Pour manifester leur soutien et leur résistance, quelques dizaines de citoyens moscovites se rassemblent chaque dernier jeudi du mois. Leur lieu de rencontre est une salle située au siège de Iabloko, un parti libéral né dans les années 1990 qui est toujours actif. L’activité principale de ces rassemblements consiste en l’écriture de cartes postales adressées à des prisonniers politiques. Sur les tables de travail, se trouvent des photos et des noms de personnes incarcérées, dont certains détenus sont connus du public.
Malgré le lancement de l' »opération spéciale » du Kremlin en Ukraine il y a plus de deux ans et demi, la plupart des russes emprisonnés pour avoir montré leur opposition à cette initiative militaire et au président Vladimir Poutine sont des citoyens ordinaires. « On en compte plus de sept cents, victimes de l’engrenage de notre système de justice. Il ne faut pas les oublier », souligne Anna Shatounovskaya, qui coordonne ces soirées d’échanges épistolaires.
Le 1er août, un échange de prisonniers sans précédent depuis la fin de la guerre froide a eu lieu entre la Russie et les pays occidentaux, impliquant vingt-six personnes, dont vingt-quatre adultes et deux enfants. En échange d’un agent condamné pour meurtre en Allemagne et d’un couple d’espions arrêté en Slovénie, l’Occident a obtenu la libération de plusieurs ressortissants américains, dont Evan Gershkovich, correspondant du Wall Street Journal à Moscou. Aussi ont été libérés plusieurs figures de l’opposition russes, tels que les politiciens Vladimir Kara-Mourza et Ilia Iachine, le défenseur des droits de l’homme Oleg Orlov, les activistes Lilia Tchanycheva et Ksenia Fadeïeva, ainsi que l’artiste Alexandra Skotchilenko. Durant de nombreux jeudis soir, des citoyens de Moscou avaient pris le soin d’écrire des cartes postales à toutes ces personnes, dont les noms et visages étaient affichés sur les tables de Iabloko.
Un mois après leur libération, la cérémonie continue. « Certains d’entre eux ont retrouvé leur liberté. Cependant, il y a encore ceux qui sont restés en arrière… Il est tout simplement impossible de rester les bras croisés, contrairement à beaucoup de Russes ! C’est notre manière d’apporter notre soutien aux dissidents et de résister à l’encontre du Kremlin », explique Olga, une des volontaires que nous avons rencontrées le jeudi 29 août.
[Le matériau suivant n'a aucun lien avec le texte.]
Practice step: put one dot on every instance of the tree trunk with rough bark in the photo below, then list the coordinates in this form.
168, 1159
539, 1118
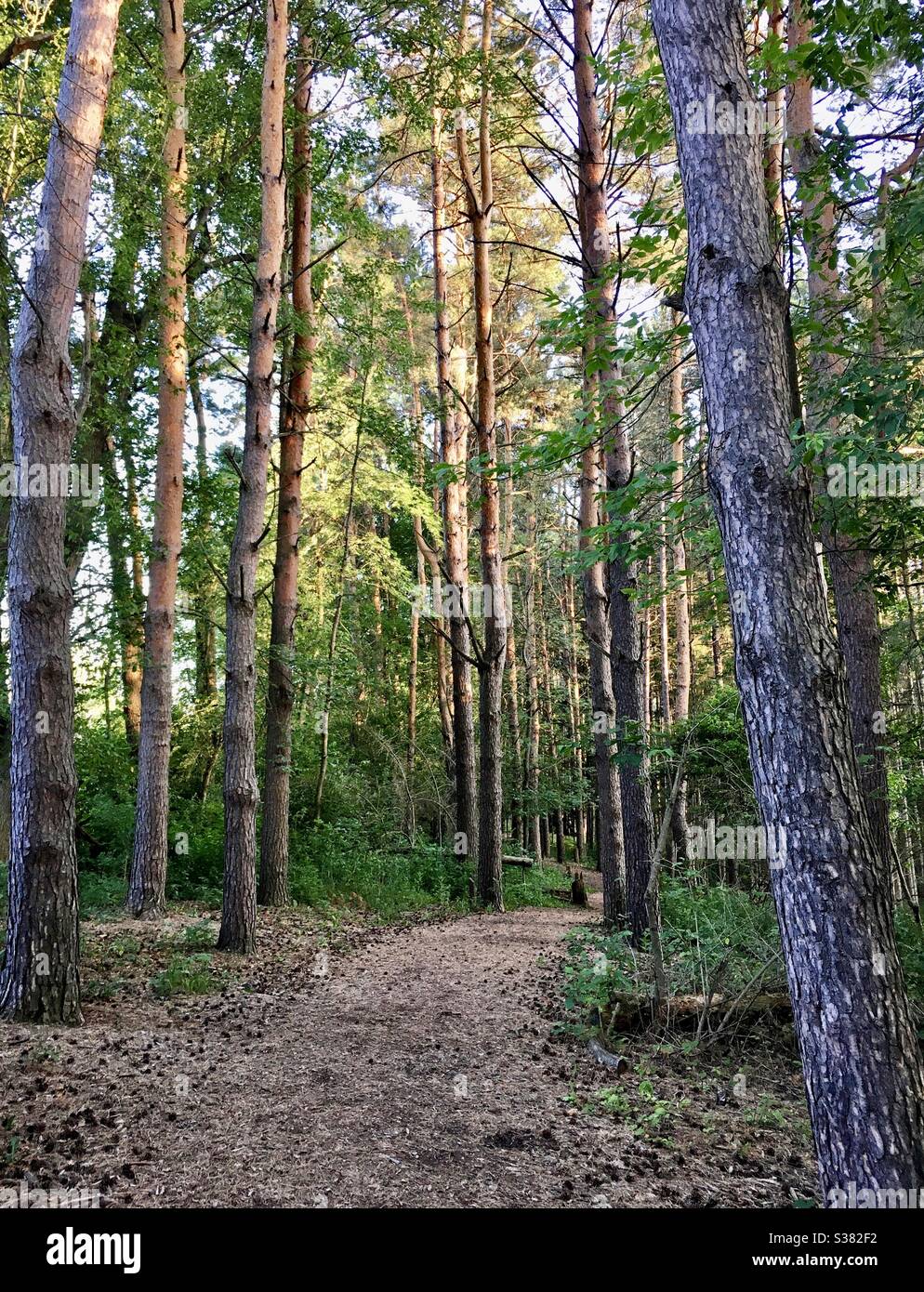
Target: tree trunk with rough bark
148, 877
610, 849
861, 1059
626, 653
39, 981
493, 656
273, 887
238, 913
455, 522
850, 562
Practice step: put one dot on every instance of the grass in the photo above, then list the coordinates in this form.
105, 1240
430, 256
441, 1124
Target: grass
186, 976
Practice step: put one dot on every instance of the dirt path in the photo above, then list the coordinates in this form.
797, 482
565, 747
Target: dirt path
415, 1072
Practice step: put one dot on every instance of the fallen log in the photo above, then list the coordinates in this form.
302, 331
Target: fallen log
602, 1056
632, 1009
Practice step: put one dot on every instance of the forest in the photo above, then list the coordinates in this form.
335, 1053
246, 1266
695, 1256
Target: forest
462, 560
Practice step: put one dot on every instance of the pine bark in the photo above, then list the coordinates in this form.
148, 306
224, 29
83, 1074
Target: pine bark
238, 913
39, 981
148, 877
455, 521
610, 849
273, 888
850, 562
626, 643
861, 1059
493, 655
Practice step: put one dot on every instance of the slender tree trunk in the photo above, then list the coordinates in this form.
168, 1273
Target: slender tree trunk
273, 888
850, 563
861, 1060
455, 521
39, 981
238, 914
494, 592
663, 628
532, 666
148, 878
510, 662
610, 850
626, 654
681, 601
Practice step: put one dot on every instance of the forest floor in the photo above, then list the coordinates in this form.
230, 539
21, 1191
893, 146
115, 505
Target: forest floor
363, 1066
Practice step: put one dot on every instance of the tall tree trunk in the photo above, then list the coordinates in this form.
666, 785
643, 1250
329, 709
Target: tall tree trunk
273, 888
455, 521
238, 913
39, 981
532, 666
626, 654
148, 878
861, 1060
491, 659
850, 563
205, 673
610, 849
681, 601
510, 662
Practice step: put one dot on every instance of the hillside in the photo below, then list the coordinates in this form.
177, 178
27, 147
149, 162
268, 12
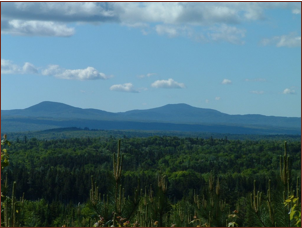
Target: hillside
178, 117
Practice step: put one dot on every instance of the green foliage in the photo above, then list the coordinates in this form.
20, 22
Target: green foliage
154, 181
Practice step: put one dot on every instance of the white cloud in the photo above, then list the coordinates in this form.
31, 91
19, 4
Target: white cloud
146, 76
289, 91
226, 81
127, 87
8, 67
29, 68
227, 33
291, 40
89, 73
169, 18
257, 92
255, 80
170, 83
35, 28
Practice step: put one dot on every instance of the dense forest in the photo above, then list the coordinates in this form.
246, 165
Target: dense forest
158, 181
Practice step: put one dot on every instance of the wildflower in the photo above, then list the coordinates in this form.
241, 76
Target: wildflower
126, 223
135, 224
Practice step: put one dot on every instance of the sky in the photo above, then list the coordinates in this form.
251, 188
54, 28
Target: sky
234, 57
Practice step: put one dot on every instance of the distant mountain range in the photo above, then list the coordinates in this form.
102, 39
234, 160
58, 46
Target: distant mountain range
178, 117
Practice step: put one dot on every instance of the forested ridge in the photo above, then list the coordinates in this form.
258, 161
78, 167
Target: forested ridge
151, 181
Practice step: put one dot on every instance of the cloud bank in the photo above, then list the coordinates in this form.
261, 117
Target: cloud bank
89, 73
218, 20
226, 81
170, 83
289, 91
127, 87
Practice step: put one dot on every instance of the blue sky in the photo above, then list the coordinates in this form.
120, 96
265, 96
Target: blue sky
237, 58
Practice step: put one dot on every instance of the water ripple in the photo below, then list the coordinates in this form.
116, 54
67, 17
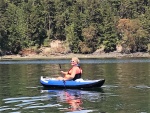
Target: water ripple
85, 61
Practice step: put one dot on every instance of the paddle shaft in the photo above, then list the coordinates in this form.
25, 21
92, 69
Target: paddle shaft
63, 80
Comme beaucoup d’autres, elle a choisi de garder son anonymat, par mesure de prudence face à l’intensification de la répression contre toute voix contradictoire.
« Il est agréable de se retrouver tous ensemble dans cette pièce. On ne se sent pas isolés », confie cette mère de famille quarantenaire. Ce soir-là, il y avait près de cinquante personnes, de l’étudiante à la vieille dame, qui étaient affairées à écrire et signer ces cartes. Un jeudi, ils ont même réussi à rassembler plus de cent personnes. Il y a eu une fois des agitateurs en faveur du Kremlin qui ont fait irruption, ce qui a provoqué l’intervention de la police.